Heart to Heart: Community Hospital Auxiliary volunteers make thousands of pillows for cardiac patients
Over the years, Community Hospital Auxiliary volunteers have crafted more than 5,000 pillows from the heart for cardiac surgery patients at the hospital.
“These pillows do so much good for the patients,” said Marilyn Brandt, one of the dedicated volunteers. “They provide such a comfort.”
The brightly colored, handmade heart-shaped pillows help support patients who have undergone open heart surgery. When patients cough, sneeze or breathe deeply, they squeeze the pillow to their chest to prevent their incision from reopening. The pillows can also be used when the patient leaves the hospital, to prevent a car seatbelt from rubbing against their chest.
Ruth Quasney has been making the pillows for 15 years. “The patients really appreciate them.”
Fellow volunteer Julia Wodarski knows this from her own personal experience. “I had open heart a few years ago and used one of the pillows. I thought ‘Here I am using it, why not start making them, too?’”
Ed Banham, clinical manager of Respiratory Care at Community Hospital, said his team is grateful for the pillows. “They give our therapists a visual aid to help patients feel more confident during recovery and decrease the fear and anxiety associated with open heart surgery. The pillows truly are a godsend to our patients.”
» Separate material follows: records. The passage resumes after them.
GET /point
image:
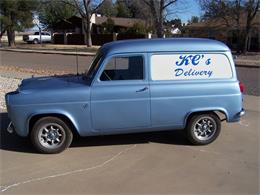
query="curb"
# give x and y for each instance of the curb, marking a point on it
(90, 54)
(50, 52)
(247, 66)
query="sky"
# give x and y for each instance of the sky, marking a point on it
(185, 9)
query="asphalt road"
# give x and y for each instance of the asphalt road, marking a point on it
(150, 163)
(67, 63)
(154, 163)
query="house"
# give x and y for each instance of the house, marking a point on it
(71, 31)
(226, 31)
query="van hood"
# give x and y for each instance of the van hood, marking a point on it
(53, 83)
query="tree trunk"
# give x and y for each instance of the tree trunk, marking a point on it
(245, 49)
(11, 37)
(87, 29)
(1, 35)
(159, 29)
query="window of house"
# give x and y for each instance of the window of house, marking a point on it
(123, 68)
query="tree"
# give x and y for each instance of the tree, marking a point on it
(15, 15)
(107, 9)
(233, 12)
(123, 9)
(159, 8)
(86, 8)
(108, 26)
(251, 8)
(194, 19)
(51, 12)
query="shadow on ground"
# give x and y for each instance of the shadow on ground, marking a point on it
(12, 142)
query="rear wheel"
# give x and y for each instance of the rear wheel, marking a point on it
(203, 129)
(51, 135)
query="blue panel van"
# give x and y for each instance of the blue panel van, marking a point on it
(132, 86)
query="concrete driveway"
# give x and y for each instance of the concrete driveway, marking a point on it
(155, 163)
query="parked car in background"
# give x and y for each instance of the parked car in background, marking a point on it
(35, 38)
(132, 86)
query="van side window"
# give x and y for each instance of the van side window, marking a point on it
(123, 68)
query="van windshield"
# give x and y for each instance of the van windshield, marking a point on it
(93, 67)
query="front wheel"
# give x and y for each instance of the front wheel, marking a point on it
(203, 129)
(51, 135)
(36, 41)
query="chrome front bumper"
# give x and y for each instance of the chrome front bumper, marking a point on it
(242, 113)
(10, 128)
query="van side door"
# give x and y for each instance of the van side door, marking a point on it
(120, 94)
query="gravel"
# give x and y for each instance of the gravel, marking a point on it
(7, 85)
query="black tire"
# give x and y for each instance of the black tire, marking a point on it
(35, 41)
(203, 129)
(57, 130)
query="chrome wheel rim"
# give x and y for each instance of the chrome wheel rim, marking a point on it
(205, 128)
(51, 135)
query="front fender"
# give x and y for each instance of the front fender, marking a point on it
(52, 112)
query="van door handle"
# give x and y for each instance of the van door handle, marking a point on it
(141, 90)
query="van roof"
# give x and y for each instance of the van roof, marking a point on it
(163, 45)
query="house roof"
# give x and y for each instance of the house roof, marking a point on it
(76, 21)
(163, 45)
(124, 22)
Community Hospital has one of the largest heart and vascular programs in Northwest Indiana. The hospital offers several minimally invasive options to patients requiring heart surgery. Those requiring open heart surgery have the full range of expertise and support throughout recovery and rehabilitation.
Community Hospital Auxiliary volunteers have crafted more than 5,000 heart-shaped pillows for cardiac patients. The pillows provide comfort and support to patients recovering from open heart surgery. Shown with some of the pillows are (left to right) Ed Banham, clinical manager of Respiratory Care; Community Hospital Auxiliary volunteers Julia Wodarski and Marilyn Brandt; Poutrise Peters, respiratory therapist and volunteer Ruth Quasney.